Daily Devotional: Time Alone With God – Prayer

Daily Devotional:  Time Alone With God – Prayer

by Pastor Phil Stout

Matthew 6:5-11

New International Version (NIV)

5 “And when you pray, do not be like the hypocrites, for they love to pray standing in the synagogues and on the street corners to be seen by others. Truly I tell you, they have received their reward in full. 6 But when you pray, go into your room, close the door and pray to your Father, who is unseen. Then your Father, who sees what is done in secret, will reward you. 7 And when you pray, do not keep on babbling like pagans, for they think they will be heard because of their many words. 8 Do not be like them, for your Father knows what you need before you ask him.

9 “This, then, is how you should pray:

“‘Our Father in heaven,
hallowed be your name,
10 your kingdom come,
your will be done,
on earth as it is in heaven.
11 Give us today our daily bread.

Consider: One of the things that continually impacts us about The Lord’s Prayer is the simplicity of it. The phrases are short, the requests succinct. After all, Jesus had just told us not to “keep on babbling” in our prayers (6:7), thinking that there is more power to them if we multiply the words. No, just the opposite is true. There is beauty and power in simplicity.

And could there possibly be a simpler request when it comes to our needs? “This is how you should pray…”

“Give us today our daily bread.” (Matthew 6:9, 11)

That’s it? No begging? No deal making (“If you do this one thing for me, God, I promise I’ll…”)? No planting of financial “seeds” to convince God that you’re serious? Just “Give us today our daily bread”? What’s the catch?

Well, there’s no “catch,” but there is something that is required. For the last two weeks we’ve seen that a call to pray is also a call to act upon—to live out—the prayer we pray.
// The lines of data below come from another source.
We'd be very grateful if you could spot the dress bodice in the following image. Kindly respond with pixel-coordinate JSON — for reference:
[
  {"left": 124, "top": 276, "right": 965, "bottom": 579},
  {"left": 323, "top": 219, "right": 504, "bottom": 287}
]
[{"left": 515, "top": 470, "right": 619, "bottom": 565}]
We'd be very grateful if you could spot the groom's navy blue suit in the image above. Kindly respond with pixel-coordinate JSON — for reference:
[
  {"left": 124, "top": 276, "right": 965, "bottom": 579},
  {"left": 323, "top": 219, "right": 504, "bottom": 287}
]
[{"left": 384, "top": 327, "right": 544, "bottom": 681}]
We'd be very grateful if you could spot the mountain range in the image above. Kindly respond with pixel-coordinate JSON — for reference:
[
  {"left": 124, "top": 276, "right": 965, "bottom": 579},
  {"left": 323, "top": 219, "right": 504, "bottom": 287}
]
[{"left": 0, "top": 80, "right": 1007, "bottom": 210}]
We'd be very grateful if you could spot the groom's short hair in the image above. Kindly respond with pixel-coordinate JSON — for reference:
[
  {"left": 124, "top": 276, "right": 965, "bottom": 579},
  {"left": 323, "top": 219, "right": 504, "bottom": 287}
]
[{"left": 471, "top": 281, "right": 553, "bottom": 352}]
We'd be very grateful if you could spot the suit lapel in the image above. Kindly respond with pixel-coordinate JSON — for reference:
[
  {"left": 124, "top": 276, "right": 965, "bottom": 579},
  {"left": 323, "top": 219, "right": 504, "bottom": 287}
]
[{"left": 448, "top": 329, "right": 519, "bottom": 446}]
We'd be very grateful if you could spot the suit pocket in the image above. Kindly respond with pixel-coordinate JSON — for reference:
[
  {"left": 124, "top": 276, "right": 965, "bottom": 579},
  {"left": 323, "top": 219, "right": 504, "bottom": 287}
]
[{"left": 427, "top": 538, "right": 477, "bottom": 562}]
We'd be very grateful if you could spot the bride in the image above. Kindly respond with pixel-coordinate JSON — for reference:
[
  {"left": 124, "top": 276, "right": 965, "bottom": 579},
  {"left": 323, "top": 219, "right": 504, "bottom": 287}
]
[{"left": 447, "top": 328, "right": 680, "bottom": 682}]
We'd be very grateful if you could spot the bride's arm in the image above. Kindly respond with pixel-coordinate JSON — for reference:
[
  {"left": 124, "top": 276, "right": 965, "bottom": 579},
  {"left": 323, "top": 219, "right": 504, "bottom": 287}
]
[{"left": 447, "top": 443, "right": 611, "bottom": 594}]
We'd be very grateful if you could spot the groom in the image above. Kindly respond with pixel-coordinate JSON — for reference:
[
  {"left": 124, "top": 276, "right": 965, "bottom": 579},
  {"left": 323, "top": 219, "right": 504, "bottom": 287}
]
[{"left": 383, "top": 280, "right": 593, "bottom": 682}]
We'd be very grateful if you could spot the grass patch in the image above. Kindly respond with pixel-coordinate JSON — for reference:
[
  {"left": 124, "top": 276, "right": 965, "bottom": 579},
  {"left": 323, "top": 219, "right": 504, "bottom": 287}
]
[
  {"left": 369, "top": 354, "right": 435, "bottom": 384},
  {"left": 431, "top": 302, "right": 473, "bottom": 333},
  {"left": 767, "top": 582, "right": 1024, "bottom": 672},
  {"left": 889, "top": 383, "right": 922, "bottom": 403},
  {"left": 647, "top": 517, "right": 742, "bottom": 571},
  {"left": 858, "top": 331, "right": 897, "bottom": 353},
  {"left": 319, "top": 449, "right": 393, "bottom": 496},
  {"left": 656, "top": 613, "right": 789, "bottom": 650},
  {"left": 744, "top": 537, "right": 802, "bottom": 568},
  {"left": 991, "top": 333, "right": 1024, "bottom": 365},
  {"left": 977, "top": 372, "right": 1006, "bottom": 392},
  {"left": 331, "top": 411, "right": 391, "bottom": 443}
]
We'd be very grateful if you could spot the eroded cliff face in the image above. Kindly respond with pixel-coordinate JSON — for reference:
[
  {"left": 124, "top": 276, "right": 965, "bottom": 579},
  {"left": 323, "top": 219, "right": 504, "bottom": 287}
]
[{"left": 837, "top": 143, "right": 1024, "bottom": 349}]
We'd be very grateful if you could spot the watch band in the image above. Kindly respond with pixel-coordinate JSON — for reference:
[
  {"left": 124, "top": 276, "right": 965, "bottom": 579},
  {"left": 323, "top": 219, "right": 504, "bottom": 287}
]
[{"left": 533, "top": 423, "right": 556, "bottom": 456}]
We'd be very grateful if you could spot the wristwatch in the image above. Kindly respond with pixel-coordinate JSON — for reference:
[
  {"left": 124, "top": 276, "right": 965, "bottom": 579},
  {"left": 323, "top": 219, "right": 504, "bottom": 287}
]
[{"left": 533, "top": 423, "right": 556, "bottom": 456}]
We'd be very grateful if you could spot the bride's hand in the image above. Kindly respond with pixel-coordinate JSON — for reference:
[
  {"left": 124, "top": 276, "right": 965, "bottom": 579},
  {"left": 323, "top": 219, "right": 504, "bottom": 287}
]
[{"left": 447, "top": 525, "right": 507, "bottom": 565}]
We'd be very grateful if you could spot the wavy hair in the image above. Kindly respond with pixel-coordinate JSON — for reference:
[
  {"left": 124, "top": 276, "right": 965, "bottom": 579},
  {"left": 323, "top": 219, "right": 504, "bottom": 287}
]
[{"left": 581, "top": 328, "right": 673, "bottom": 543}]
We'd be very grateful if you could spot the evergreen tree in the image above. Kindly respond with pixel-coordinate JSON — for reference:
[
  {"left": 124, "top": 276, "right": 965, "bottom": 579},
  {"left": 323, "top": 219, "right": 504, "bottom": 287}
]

When we begin the prayer with worship (6:9), we’re called to give ourselves to him completely. We’re called to cast down our idols. When we pray for his kingdom to come and his will to be done “on earth as it is in heaven” (6:10), we’re called to participate in the work of that kingdom—to be part of the answer to that prayer. So when we’re called to ask for our daily bread with a simple request, we’re also called to trust him with a simple faith.

No begging. No deal making. No threatening. No cajoling. No bribing. Just trust.

After all, “your Father knows what you need before you ask him” (6:8).

Pray: “Lord, this week as I consider my relationship to you in terms of my daily needs, teach me to trust you in ways I never have before. Teach me to rest on your promises. Teach me to cast my anxieties on you. I don’t want to dishonor you by refusing to believe that you really care for me and will supply all of my needs. Thank you that today you hear my simple prayer for daily bread.”